Our results show that some student difficulties can be classified earlier than others, so that it is possible to set a specific intervention time for each student difficulty. A possible approach to finding suitable intervention times is thus to set a limit for the desired predictive quality and to determine a specific time for each student difficulty, accordingly to that limit. An open question remains how high the prediction quality should be in order to define the corresponding time as an intervention time. If we set the bound to MCC = 0.7, the following intervention times could be defined for the discussed item: slope-height assistance after 15 s, block-slope assistance after 30 s, inverted-slope assistance after around 60 s. Even if the learner has already finished the task, a prediction about a student difficulty can be helpful for the learner. In this case, the system can no longer help in the solution process, but can provide feedback with diagnosis about the student difficulty. It would also be possible to adapt the time to the learner, since there are great differences, for example, in the reading speed of the task text and also in the general approach to solve a task. Here, learning types would first have to be identified.

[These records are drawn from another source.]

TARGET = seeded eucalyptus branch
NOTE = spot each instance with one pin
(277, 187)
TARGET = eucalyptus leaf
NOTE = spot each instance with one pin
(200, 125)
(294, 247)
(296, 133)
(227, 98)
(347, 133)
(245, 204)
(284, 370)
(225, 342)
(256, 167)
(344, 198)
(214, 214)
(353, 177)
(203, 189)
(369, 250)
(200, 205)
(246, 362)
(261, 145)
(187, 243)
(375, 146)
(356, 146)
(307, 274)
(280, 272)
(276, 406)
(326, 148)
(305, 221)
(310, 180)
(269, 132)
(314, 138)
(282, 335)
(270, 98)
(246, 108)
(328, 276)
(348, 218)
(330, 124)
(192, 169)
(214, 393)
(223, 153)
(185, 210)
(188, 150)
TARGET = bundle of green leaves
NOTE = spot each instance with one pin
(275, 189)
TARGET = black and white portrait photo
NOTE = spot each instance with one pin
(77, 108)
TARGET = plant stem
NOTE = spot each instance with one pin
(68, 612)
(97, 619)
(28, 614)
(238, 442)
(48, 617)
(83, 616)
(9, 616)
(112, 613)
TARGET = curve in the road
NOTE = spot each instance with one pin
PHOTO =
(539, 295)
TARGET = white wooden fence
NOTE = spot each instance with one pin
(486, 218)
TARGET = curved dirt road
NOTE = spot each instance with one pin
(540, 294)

The approach has been demonstrated for a subfield of calculus. Although generalization is challenging due to smaller data sets, the approach has broader implications, because the method described is transferable to other items. Only the features need to be adapted. If it is not possible to have experts to determine relevant areas and areas belonging to student difficulties, the AOIs for the features could also be detected automatically. For example, areas with large differences in the gaze data of the groups could be systematically identified by placing a uniform AOI grid over the task and carrying out statistical tests (see Fig. C1 in Appendix C) or using a machine learning algorithm (Rebello et al., 2018). Furthermore, one could consider AOI-independent features, such as the saccade length in this example. The saccade velocity or the observation of scanpaths, for example, could also be good predictors. The RTAs were used for coding in this study. It was investigated how well the learners’ true difficulties (given by the RTAs) can be recognized purely on the basis of gaze data. For later implementations of an eye tracking based adaptive system, the use of interviews would at best no longer be necessary. However, the use of concurrent think-alouds (CTAs) could be beneficial here (despite the possible influence on the gaze) and should be investigated in further research.

The presented approach could have great potential for constructing adaptive learning systems. It becomes particularly interesting when it is applied to more difficult tasks that also involve a longer processing time. We are currently working on the implementation of a prototype.